Charlie Steiner comments on The Big Picture Of Alignment (Talk Part 1)

Charlie Steiner 24 Feb 2022 3:29 UTC
LW: 9 AF: 5
AF
Thanks a bunch!
1. I want to interrogate a little more the notion that gradient descent samples uniformly (or rather, are dominated by the initialization distribution) from good parameters. Have you read various things about grokking like Hypothesis: GD Prefers General Crictuits? That argument seems to be that you might start with parameters dominated by the initialization distribution, but various sorts of regularization are going to push you to sample solutions in a nonuniform way. Do you have a take on this?
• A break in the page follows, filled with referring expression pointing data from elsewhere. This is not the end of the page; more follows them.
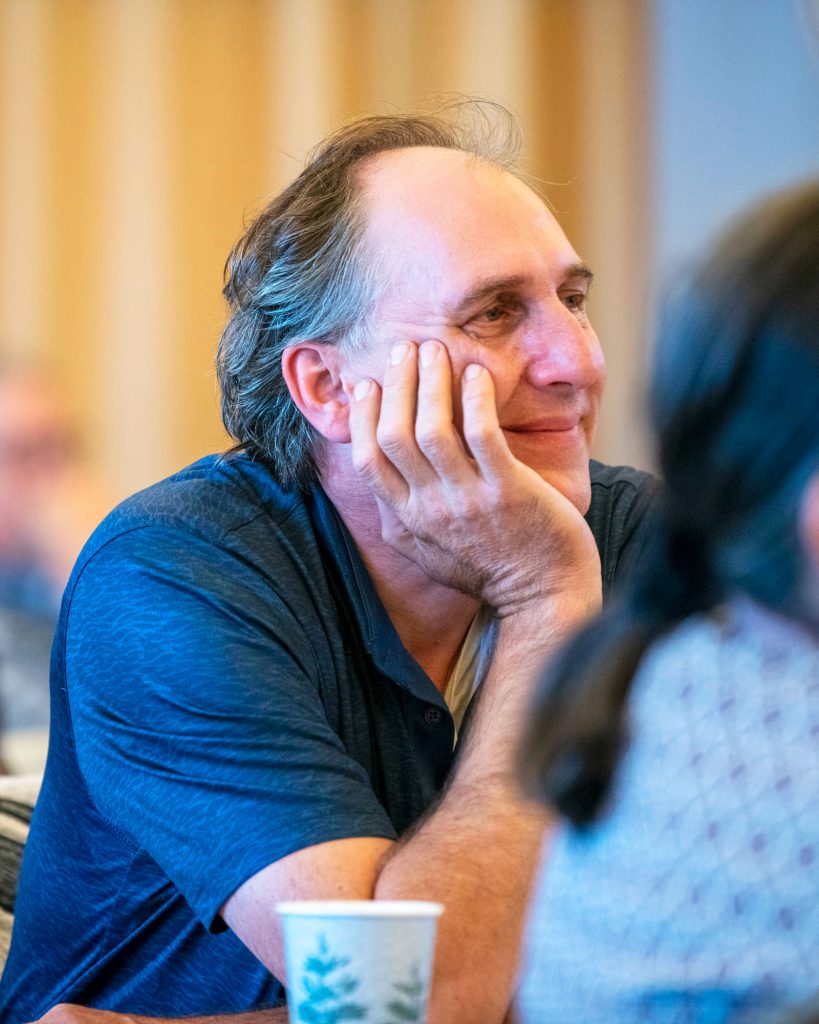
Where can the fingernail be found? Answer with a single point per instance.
(428, 352)
(398, 352)
(361, 389)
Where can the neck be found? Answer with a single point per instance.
(430, 619)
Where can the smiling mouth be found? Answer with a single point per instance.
(554, 425)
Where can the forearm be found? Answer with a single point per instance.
(477, 852)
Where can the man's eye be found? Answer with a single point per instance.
(493, 315)
(575, 301)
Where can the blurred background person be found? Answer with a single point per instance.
(49, 503)
(678, 735)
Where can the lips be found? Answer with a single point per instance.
(547, 425)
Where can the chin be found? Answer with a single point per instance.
(574, 484)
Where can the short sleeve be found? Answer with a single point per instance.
(194, 686)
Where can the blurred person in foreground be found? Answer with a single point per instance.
(264, 662)
(48, 506)
(678, 734)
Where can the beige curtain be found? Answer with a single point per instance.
(136, 136)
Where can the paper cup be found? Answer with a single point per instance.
(358, 960)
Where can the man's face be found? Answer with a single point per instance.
(475, 260)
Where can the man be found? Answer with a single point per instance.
(253, 656)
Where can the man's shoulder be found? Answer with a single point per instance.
(212, 498)
(226, 504)
(608, 479)
(618, 517)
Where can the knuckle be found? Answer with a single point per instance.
(430, 437)
(364, 461)
(478, 435)
(389, 438)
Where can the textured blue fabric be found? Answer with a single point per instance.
(693, 899)
(226, 689)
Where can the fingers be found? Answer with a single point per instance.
(368, 459)
(435, 432)
(481, 429)
(396, 425)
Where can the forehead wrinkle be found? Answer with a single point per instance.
(493, 286)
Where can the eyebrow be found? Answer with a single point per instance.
(486, 289)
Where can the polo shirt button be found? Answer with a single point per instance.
(433, 716)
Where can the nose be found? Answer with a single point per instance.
(563, 349)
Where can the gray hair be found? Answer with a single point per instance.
(301, 271)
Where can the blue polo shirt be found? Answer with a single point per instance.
(226, 688)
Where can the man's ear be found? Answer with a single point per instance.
(312, 374)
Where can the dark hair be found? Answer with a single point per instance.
(734, 400)
(300, 270)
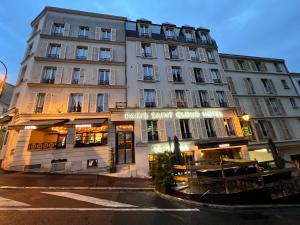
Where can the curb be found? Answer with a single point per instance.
(229, 207)
(77, 188)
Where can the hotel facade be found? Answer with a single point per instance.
(98, 90)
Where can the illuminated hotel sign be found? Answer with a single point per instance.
(192, 114)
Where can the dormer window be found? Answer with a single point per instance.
(169, 33)
(144, 30)
(189, 36)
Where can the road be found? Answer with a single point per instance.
(82, 207)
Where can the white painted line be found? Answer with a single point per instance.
(11, 203)
(103, 209)
(84, 198)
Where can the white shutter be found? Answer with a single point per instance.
(141, 96)
(161, 130)
(177, 129)
(139, 71)
(156, 73)
(138, 48)
(166, 51)
(154, 50)
(113, 34)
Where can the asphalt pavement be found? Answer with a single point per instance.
(82, 207)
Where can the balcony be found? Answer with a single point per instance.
(150, 104)
(46, 146)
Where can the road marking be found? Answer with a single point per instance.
(11, 203)
(84, 198)
(103, 209)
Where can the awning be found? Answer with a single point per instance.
(39, 123)
(91, 121)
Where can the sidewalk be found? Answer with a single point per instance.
(19, 179)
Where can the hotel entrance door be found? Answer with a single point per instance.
(125, 151)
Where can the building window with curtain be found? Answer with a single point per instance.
(49, 75)
(149, 97)
(75, 103)
(40, 99)
(103, 78)
(185, 130)
(152, 132)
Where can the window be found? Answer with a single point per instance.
(146, 50)
(176, 73)
(152, 132)
(92, 163)
(203, 98)
(75, 103)
(277, 67)
(149, 96)
(173, 52)
(100, 103)
(169, 33)
(180, 98)
(76, 76)
(106, 34)
(222, 99)
(193, 54)
(229, 127)
(210, 56)
(40, 98)
(185, 130)
(293, 103)
(144, 30)
(49, 75)
(92, 136)
(189, 36)
(268, 85)
(148, 72)
(103, 78)
(105, 54)
(216, 76)
(54, 50)
(83, 32)
(81, 53)
(284, 84)
(58, 29)
(198, 75)
(209, 128)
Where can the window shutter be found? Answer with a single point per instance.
(96, 51)
(97, 33)
(59, 75)
(142, 101)
(177, 129)
(67, 29)
(139, 71)
(161, 130)
(212, 100)
(154, 50)
(202, 129)
(144, 131)
(181, 54)
(169, 73)
(188, 56)
(138, 48)
(236, 64)
(156, 73)
(112, 77)
(158, 99)
(48, 27)
(231, 85)
(113, 34)
(166, 51)
(106, 102)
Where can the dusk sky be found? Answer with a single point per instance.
(266, 28)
2. For the power-seeking-because-of-entropy example, I want to second the audience questions. If you’re getting your policy by sampling from all possible policies, the argument is great, but if you’re getting your policy by sampling from NN parameters that generate strings of 100 actions, then you just finished arguing that uniform-ish sampling over NN parameters will give simplcity-ish sampling over policies. What would a NN do if trained to play the example game? I would assume it would quickly learn to exactly alternate $ and Apple. This looks like something that seems a little less like powerseeking, and more like telling DeepDream to fill the image with dogs, except filling a string with buying three apples. I dunno, do you think it’s still like powerseeking?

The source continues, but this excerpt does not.